A couple of weekends ago I was chatting with some friends on a Saturday morning ride. I hadn't seen Don and Barb all summer, since they head for the hills to escape the summer heat. Don made a comment about my bike, a 1997 Trek 930 mountain bike I've converted to a singlespeed all-rounder.
"You like riding singlespeed?" he asks.
"Yep, this is the bike I grab for most of my riding"
"Ever try riding a fixed gear bike?"
"I've thought about it, but just haven't bought a cog for this bike"
"I've got a fixed gear bike, but I never ride it" he said.
He pulls away after a few minutes, and I chat with some other friends. Towards the end of the ride, Don pulls alongside me again and asks "What size bike you ride?"
"50 or 52 cm"
"My fixed gear bike would fit you, I think. You want it?"
This got my interest, as I have really been thinking about trying a fixed gear bike. Singlespeeding is perhaps one of the most enjoyable types of riding I've ever done, and riding a fixed gear sounds like a real hoot.
"Sure, if it fits, and the price is right"
"How does free sound?"
"Are you sure, Don? I'd be willing to pay for it"
"Nah, I got it for free, so I guess I should pass it on to someone who will use it. Call me when you want to pick it up"
Fast forward a week and a half. I've been pretty busy lately, and hadn't had the chance to call Don, but this last Wednesday I finally got the chance.
"Hey Don, were you serious about that bike?"
"Yeah. When are you going to get your bike out of my garage?"
"How 'bout tomorrow after work?"
"See you then"
So after work I headed to Don and Barb's house. When we went into the garage, there she stood.... A beautiful black and yellow, lugged steel Nishiki Tri-A, converted to fixed gear, missing a saddle and pedals, with two flat tires. I throw a leg over, and it's a little taller than I'm used to, but the dangly bits are clear of the top tube. We chat far a while, then I put the bike in the back of my truck, and head home.
When I get home, I set to work. Put a saddle and pedals on from my spare parts collection, replace the tubes in those oh-so-skinny 23 mm tires (I can't believe I actually had tubes that would fit!), and stood over it again to make sure it still fit. A little tighter, but still ok. A few minor adjustments to the seat height, and she's good to go.
Down to the parking lot, and with a little trepidation, I shoved off.

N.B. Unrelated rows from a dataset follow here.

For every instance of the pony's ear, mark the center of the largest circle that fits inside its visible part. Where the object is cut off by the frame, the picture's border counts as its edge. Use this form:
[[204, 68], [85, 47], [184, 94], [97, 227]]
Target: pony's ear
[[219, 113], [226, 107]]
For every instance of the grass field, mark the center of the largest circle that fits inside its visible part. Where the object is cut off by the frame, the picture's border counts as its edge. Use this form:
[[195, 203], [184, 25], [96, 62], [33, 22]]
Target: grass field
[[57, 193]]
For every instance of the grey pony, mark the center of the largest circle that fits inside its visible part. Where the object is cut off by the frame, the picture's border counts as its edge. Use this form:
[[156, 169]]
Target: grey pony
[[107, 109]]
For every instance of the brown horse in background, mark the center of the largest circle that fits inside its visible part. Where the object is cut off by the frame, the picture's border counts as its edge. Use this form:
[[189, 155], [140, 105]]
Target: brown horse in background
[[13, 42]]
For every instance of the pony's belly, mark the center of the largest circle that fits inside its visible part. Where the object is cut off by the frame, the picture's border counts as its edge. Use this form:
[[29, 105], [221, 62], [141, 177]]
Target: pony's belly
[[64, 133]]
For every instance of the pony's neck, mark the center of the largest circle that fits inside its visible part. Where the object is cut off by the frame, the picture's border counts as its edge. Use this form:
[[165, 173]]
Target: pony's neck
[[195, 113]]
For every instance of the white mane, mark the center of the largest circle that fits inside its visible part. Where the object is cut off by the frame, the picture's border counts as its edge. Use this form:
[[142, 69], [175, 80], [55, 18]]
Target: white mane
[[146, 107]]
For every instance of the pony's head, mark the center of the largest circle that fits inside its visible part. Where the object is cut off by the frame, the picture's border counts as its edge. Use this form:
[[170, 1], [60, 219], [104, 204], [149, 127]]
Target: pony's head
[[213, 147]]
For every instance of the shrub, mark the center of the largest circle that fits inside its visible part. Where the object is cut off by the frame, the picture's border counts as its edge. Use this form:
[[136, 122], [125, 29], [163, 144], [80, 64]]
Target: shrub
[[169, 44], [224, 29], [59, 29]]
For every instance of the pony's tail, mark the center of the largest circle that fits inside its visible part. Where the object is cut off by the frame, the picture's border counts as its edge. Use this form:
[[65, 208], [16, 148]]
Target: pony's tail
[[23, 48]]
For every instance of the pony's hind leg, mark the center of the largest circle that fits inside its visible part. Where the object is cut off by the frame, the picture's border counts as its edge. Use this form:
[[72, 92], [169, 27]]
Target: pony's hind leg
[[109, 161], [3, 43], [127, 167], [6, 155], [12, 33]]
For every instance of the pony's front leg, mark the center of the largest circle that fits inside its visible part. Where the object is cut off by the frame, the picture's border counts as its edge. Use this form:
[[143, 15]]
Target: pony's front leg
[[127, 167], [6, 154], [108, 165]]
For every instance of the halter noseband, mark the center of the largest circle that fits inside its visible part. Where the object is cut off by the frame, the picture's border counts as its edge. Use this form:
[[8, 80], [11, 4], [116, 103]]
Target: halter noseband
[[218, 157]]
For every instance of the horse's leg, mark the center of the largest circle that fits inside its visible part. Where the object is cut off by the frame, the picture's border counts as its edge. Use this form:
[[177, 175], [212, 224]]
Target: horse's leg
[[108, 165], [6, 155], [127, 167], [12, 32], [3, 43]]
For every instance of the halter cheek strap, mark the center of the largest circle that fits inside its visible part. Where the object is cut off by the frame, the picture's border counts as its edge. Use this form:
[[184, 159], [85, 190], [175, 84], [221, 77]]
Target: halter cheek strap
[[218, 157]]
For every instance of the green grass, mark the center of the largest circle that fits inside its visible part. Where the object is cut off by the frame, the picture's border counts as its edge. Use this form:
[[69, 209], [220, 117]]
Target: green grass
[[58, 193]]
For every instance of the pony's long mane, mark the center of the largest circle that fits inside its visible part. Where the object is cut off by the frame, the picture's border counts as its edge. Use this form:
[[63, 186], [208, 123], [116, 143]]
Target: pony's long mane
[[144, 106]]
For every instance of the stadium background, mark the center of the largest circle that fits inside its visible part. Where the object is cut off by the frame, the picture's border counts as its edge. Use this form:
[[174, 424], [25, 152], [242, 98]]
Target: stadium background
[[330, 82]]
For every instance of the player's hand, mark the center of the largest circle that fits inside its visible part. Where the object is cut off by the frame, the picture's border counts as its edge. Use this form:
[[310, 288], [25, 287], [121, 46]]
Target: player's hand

Immediately it tried to buck me off, but I was finally able to at least stay upright, and keep my feet on the pedals. What a different sensation! Can't wait for tomorrow morning, to get it out on the road and see if I can figure out how to ride it!
This is without a doubt, the most Rivish bike I've ever owned. It's tall enough to be able to get the handlebars even with the seat with the stock stem, and there is about 3" of seat post showing. I think I'll be able to get 32 mm tires on it. Plus, it's got lugs! The last lugged steel bike I had was my old Fuji, almost 20 years ago.
So, now I share a 620 square foot one bedroom condo with 5 bikes. If it keeps going like this, I'll be sleeping on the balcony!